*For more information on the prompt that inspired this piece, visit here*
- The first time I ever really saw the sun rise was far away from the heart of Bakersfield, the town where I was forced to grow up. Since my house was on the edge of town, before the empty fields started and before the grapevine or the Five, I could see the sun rise every morning if I wanted to. A little before 6:30 AM the show outside my window would start. The sun would begin to peak its head from behind the Sierra Nevada Mountain range and would stretch its arms up and above my head. Even if I was too tired or too busy to stare at the mountains, the sun would continue its routine without me. As always, the sun never failed.
Do Something Brave
- I once saw a dog fight outside my house. There were two mutts, one light gray with a wedge of white that extended underneath him, and another with a golden complexion. Their owners, useless once the dogs went at it, let go of the chains around each dog’s neck and stepped back. Now I can only remember one of the owners, he tried to pull his dog off the golden rod but it didn’t work. The mutt only growled from the side of its mouth and bit down harder. Blood started to gush out and onto the ground. The blood was what made me want to call someone, anyone that could help. 911. Animal Control. PETA. I started to dial and was talking to someone on the other line when I hung up without question. I ran into my grandparent’s room with tears falling from my eyes. They had asked me where I lived, they wanted an address. Somehow I couldn’t find it in me to give that up.
Seek out New Surroundings
- I once lived in a house with a front yard that was hidden under young fruit trees. I remember running through the “forest” as I called it, pretending I was an adventurer. Sometimes I went as far as pretending I was on a different planet in a world nothing like mine. One day when my family and I were inside, we heard gunshots outside our front door. My mom and aunt screamed for everyone to get on the floor but my grandfather, curious as he is, moved to the door to see what had gone on. We moved shortly afterward. About a week after we settled into our new home we found out someone had died on the street corner of our house.

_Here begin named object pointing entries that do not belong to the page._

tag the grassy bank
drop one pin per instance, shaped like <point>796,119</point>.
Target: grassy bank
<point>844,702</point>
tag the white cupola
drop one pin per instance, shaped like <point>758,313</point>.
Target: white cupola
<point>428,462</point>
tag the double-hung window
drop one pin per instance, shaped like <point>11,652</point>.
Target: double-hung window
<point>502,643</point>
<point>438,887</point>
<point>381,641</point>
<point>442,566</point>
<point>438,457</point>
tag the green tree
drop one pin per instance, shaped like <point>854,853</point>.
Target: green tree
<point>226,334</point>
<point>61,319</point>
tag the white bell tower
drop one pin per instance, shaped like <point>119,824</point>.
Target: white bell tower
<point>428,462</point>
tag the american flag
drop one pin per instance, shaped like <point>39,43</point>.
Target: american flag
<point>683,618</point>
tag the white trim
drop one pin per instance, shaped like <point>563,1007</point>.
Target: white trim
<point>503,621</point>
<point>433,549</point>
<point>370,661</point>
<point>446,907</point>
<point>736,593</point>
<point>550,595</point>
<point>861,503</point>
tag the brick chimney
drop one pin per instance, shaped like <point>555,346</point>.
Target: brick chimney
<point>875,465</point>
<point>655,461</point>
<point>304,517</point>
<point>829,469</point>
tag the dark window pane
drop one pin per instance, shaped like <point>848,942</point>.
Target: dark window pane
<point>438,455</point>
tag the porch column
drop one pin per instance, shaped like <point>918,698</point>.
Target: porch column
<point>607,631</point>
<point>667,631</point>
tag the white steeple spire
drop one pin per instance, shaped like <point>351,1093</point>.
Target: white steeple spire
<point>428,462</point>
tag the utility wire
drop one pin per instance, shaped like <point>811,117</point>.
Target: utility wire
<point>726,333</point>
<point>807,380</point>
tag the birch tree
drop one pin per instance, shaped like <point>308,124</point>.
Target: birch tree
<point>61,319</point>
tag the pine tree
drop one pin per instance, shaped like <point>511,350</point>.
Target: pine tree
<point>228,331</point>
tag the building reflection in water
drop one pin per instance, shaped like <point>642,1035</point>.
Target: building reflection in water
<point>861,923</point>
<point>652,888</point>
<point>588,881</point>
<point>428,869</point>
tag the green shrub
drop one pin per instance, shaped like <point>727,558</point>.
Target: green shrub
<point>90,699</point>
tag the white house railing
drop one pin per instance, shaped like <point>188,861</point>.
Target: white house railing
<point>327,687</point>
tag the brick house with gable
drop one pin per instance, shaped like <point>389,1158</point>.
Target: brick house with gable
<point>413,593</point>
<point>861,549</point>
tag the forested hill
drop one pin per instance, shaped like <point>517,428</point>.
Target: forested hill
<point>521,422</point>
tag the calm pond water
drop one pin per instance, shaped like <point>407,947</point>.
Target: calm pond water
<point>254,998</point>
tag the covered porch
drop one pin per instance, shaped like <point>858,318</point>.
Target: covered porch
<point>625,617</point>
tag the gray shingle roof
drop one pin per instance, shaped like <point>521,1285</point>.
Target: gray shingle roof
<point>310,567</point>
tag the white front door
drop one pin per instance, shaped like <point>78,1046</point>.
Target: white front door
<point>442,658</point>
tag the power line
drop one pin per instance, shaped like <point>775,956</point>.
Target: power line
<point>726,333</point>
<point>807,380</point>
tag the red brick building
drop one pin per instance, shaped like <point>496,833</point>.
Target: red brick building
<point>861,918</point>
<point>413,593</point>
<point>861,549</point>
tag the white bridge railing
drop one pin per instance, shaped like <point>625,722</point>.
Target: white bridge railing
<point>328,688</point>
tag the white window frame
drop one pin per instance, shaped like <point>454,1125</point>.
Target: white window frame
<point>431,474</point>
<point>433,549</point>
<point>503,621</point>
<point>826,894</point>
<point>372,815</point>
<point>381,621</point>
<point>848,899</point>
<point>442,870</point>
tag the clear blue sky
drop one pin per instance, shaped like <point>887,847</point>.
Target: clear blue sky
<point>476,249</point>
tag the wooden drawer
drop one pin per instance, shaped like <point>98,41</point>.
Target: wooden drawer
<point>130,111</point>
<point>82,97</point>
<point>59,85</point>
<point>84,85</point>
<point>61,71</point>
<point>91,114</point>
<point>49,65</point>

- When I first moved to Bakersfield, my mother had to go to Mexico for a while so she left me and my sister at my aunt’s house. I was around 12 at the time. We slept in a small room with a mattress on the floor. The first couple nights without my mom I cried but I got over it pretty soon. In those days it was get tough or be bored. Since the TV was in the living room I had one of two choices: Get used to not crying or get used to letting others watch me cry. Now, I’m kind of used to both.
Remember Your Roots
- The last day I was in South Gate, the city I spent my first 12 years of existence in, I ran past my gate and said goodbye to one of my neighbors with a wide smile on my face. I waved bye to the many sleepovers and play dates we’d had at her house. That day she waved back at me as I left and I could sense a sliver of disappointment sour her face. Her mom had given me a photo album my friend had made for me as a going away present the day before. I, stupidly, forgot to mention it as I said goodbye with a wide grin on my face, waving like an idiot, ignoring the obvious. I didn’t even hug her goodbye. I was just there, rooted in my own silence and bound by something I didn’t yet understand.